Example yaml config file

%YAML 1.2
---
###############################################################
#  Mandatory Parameters. Must be provided here or in the CLI.
###############################################################
training_type: "diffuser" # Type of training to run. Either "diffuser" or "transformer".
name: "test-config-file" # Name of the experiment.
api_key: "YOUR PRIVATE CEREBRIUM API KEY" # Your Cerebrium API key.
hf_model_path: "runwayml/stable-diffusion-v1-5" # Path to the huggingface diffusion model to train.
train_prompt: "INSERT YOUR TRAINING PROMPT" # Your prompt to train.
log_level: "INFO" # log_level level for logging. Can be "DEBUG", "INFO", "WARNING", "ERROR".
train_image_dir: data/training_class_images/ # Directory of training images.
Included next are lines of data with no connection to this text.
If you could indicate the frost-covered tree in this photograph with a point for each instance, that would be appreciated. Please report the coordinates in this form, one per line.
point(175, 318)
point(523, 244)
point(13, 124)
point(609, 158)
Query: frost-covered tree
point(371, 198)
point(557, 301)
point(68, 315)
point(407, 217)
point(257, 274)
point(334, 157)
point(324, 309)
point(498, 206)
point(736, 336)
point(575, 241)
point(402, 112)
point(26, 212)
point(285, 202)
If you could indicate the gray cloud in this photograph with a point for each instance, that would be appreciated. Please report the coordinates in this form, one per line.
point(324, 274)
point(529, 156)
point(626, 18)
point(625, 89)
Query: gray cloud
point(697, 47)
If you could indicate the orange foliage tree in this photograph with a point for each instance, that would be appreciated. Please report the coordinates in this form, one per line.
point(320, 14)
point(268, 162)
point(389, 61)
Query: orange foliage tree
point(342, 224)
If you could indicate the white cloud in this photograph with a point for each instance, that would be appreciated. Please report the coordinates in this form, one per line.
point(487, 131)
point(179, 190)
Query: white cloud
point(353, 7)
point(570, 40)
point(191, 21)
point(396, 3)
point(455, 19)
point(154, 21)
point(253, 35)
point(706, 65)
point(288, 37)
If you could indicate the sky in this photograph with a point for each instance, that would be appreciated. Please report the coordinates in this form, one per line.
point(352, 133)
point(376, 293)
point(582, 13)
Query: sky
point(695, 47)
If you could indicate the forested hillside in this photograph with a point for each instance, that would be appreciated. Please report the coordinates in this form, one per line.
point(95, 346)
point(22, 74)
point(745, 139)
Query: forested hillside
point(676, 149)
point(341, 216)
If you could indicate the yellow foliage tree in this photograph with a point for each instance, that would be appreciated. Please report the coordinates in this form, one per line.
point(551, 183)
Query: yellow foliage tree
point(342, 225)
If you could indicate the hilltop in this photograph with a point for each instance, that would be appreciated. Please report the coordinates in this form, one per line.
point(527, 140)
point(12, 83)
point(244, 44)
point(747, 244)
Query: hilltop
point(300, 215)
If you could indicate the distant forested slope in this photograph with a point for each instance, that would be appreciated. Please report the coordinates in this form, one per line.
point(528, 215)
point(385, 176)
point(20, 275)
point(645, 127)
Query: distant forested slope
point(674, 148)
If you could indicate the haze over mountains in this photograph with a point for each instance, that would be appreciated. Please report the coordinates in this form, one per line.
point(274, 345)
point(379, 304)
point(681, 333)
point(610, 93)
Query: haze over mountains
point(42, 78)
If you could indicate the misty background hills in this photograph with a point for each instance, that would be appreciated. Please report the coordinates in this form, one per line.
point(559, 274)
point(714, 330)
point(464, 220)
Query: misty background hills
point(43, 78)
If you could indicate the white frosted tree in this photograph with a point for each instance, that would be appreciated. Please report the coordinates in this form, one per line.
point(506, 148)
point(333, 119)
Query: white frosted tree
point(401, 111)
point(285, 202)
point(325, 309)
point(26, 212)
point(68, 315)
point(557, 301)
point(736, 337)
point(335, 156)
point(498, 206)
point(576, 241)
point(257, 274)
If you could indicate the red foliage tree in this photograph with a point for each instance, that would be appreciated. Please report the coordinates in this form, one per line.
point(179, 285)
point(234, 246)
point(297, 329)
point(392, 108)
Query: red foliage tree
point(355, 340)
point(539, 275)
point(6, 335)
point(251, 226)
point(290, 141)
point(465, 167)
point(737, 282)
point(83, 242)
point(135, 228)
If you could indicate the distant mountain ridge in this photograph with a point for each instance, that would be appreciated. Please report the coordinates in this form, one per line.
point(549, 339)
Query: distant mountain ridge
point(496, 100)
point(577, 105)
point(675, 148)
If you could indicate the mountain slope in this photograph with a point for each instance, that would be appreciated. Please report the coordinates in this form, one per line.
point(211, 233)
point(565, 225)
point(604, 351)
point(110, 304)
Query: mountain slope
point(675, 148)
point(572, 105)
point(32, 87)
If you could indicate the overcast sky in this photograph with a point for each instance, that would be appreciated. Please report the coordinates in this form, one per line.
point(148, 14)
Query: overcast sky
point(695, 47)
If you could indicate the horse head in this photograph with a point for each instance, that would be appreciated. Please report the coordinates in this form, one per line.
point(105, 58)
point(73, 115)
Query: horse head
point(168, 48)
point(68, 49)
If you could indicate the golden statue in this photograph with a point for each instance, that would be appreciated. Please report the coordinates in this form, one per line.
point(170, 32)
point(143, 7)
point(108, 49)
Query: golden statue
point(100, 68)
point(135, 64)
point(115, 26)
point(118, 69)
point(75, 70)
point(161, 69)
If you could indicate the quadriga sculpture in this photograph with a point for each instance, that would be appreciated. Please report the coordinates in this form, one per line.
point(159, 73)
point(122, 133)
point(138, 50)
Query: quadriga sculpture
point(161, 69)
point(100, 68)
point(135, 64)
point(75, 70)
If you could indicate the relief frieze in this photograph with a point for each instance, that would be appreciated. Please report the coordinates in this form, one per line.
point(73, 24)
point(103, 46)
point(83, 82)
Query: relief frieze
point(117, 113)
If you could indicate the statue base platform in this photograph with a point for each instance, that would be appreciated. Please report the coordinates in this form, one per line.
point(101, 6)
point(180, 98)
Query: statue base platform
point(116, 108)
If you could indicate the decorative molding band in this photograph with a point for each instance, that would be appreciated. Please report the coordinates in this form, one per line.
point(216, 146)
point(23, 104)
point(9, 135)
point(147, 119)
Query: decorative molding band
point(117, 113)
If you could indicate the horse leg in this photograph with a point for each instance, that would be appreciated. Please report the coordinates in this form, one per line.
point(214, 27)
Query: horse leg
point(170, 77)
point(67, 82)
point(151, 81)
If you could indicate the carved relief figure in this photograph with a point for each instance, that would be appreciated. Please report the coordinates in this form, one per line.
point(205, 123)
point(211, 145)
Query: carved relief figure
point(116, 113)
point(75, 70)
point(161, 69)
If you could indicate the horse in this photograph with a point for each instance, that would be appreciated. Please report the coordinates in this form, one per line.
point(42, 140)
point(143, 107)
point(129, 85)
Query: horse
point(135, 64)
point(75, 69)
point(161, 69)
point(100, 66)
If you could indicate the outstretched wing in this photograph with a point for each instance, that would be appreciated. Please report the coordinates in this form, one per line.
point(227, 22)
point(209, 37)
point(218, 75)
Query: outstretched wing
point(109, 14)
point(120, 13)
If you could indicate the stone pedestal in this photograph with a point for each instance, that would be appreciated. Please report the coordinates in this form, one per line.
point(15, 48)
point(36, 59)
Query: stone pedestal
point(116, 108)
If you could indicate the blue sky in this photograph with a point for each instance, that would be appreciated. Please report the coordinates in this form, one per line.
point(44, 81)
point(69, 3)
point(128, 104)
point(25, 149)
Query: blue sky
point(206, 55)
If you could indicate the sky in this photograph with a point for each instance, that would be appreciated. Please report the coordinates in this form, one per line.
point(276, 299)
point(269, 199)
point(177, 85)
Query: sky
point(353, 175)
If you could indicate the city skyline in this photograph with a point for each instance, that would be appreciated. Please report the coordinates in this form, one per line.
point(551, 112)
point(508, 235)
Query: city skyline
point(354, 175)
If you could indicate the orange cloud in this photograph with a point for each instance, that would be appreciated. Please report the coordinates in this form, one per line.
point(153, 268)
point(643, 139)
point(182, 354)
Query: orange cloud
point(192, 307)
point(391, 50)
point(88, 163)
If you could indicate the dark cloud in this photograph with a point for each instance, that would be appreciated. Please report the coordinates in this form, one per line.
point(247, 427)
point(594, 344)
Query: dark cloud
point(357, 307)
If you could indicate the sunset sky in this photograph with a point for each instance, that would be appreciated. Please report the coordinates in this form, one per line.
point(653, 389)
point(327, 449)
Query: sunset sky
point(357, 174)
###############################################################
#  Optional Parameters
###############################################################
# Diffuser params
revision: "main" # Revision of the diffuser model to use.
validation_prompt: ~ # an optional validation prompt to use. If ~, will use the training prompt.
custom_tokenizer: "" # custom tokenizer from AutoTokenizer if required.

# Dataset params
prior_class_image_dir: ~ # or "path/to/your/prior_class_images". Optional directory of images to use if you would like to train prior class images as well.
prior_class_prompt: ~ # Set your prior class prompt here. If ~, will not use prior classes. Only use prior class preservation if you want to preserve the class in your results.

# Training params
training_args:
  # General training params
  learning_rate: 1.0E-5
  num_validation_images: 4 # Number of images to generate in validation.
  num_train_epochs: 50
  seed: 1
  resolution: 512 # Resolution to train images at.
  center_crop: False # Whether to center crop images to resolution.
  train_batch_size: 2
  num_prior_class_images: 5
  prior_class_generation_batch_size: 2
  prior_loss_weight: 1.0 # Weight of prior loss in the total loss.
  max_train_steps: ~ # maximum training steps which overrides number of training epochs
  validation_epochs: 5 # number of epochs before running validation and checkpointing

  # Training loop params
  gradient_accumulation_steps: 1
  lr_scheduler: "constant"
  lr_warmup_steps: 50
  lr_num_cycles: 1
  lr_power: 1.0
  allow_tf32: False
  max_grad_norm: 1.0
  mixed_precision: "no" # If you would like to use mixed precision. Supports fp16 and bf16. Defaults to 'no'
  prior_generation_precision: ~
  scale_lr: False
  use_8bit_adam: True
  use_xformers: True # Whether to use xformers memory efficient attention or not.